Department of Medicine, University of British Columbia.
Centre for Heart Lung Innovation, St. Paul's Hospital, Vancouver, British Columbia, Canada.
Curr Opin Pulm Med. 2018 Sep;24(5):461-468. doi: 10.1097/MCP.0000000000000509.
Accurate diagnosis of interstitial lung diseases (ILDs) can be challenging, and a substantial percentage of ILD patients remain unclassifiable even after thorough assessment by an experienced multidisciplinary team. In this review, we summarize the recent literature on the definition, prevalence, diagnosis, treatment, and prognosis of unclassifiable ILD, and also discuss important current issues and provide future perspectives on the classification of ILD.
Approximately 12% of patients with ILD are considered unclassifiable, with large variability across previous studies that is in part secondary to inconsistent definitions of unclassifiable ILD and other ILD subtypes. A recent International Working Group suggested that unclassifiable ILD should be defined by the absence of a leading diagnosis that is considered more likely than not after multidisciplinary discussion of all available information. Clinical features and outcomes of unclassifiable ILD are intermediate between idiopathic pulmonary fibrosis and nonidiopathic pulmonary fibrosis ILD cohorts, and choices for pharmacotherapy should be considered on a case-by-case basis.
Recent studies have provided additional data on the clinical features and prognosis of unclassifiable ILD, but also highlight the many uncertainties that still exist in ILD diagnosis and classification. New tools are needed to more accurately characterize patients with unclassifiable ILD.
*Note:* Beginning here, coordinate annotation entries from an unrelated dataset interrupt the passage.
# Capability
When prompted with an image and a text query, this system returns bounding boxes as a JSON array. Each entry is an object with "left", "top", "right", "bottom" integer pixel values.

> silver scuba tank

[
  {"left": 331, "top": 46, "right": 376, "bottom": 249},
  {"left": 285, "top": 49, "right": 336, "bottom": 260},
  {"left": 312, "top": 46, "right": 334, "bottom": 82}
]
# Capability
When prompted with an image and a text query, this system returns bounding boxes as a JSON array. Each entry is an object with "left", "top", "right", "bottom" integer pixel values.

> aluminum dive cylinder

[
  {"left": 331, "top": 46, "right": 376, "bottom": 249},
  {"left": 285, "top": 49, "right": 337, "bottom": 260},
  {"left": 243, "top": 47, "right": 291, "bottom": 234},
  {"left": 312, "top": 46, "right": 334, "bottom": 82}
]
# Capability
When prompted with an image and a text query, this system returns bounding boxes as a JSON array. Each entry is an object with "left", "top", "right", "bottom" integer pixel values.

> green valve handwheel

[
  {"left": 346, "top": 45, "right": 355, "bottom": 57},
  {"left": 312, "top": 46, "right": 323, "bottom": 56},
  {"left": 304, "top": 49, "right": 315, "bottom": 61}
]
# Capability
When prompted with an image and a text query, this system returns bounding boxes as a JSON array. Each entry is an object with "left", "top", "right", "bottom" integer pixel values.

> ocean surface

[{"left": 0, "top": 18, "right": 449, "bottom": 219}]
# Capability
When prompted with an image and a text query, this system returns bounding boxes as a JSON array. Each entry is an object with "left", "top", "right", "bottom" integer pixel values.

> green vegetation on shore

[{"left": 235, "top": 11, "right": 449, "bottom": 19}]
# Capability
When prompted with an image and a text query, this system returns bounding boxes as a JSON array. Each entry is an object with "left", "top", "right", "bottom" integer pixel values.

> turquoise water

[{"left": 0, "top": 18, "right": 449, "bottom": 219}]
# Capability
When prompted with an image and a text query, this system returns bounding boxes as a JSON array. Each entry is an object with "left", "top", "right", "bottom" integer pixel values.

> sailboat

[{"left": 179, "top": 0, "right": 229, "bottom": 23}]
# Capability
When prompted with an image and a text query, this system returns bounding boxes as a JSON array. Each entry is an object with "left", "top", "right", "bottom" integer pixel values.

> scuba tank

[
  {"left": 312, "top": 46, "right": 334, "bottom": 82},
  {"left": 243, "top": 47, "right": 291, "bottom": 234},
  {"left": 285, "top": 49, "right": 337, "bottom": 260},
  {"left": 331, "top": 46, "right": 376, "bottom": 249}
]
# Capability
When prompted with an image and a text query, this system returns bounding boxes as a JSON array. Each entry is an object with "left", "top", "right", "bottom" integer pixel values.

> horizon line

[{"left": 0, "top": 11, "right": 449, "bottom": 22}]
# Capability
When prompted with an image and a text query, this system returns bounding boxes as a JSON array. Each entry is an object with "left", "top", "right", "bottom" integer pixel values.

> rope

准确诊断间质性肺疾病(ILDs)具有挑战性,即使在经验丰富的多学科团队进行全面评估后,仍有相当一部分 ILD 患者无法分类。在这篇综述中,我们总结了最近关于无法分类的 ILD 的定义、患病率、诊断、治疗和预后的文献,并讨论了当前的重要问题,并对 ILD 的分类提供了未来的观点。
大约 12%的ILD 患者被认为是无法分类的,这在以前的研究中有很大的差异,部分原因是无法分类的 ILD 和其他 ILD 亚型的定义不一致,以及其他因素。最近的一个国际工作组建议,无法分类的 ILD 应该定义为在对所有可用信息进行多学科讨论后,没有一个被认为更有可能的主要诊断。无法分类的 ILD 的临床特征和结局介于特发性肺纤维化和非特发性肺纤维化 ILD 队列之间,药物治疗的选择应根据具体情况考虑。
最近的研究提供了更多关于无法分类的 ILD 的临床特征和预后的数据,但也强调了ILD 诊断和分类中仍然存在许多不确定因素。需要新的工具来更准确地描述无法分类的 ILD 患者。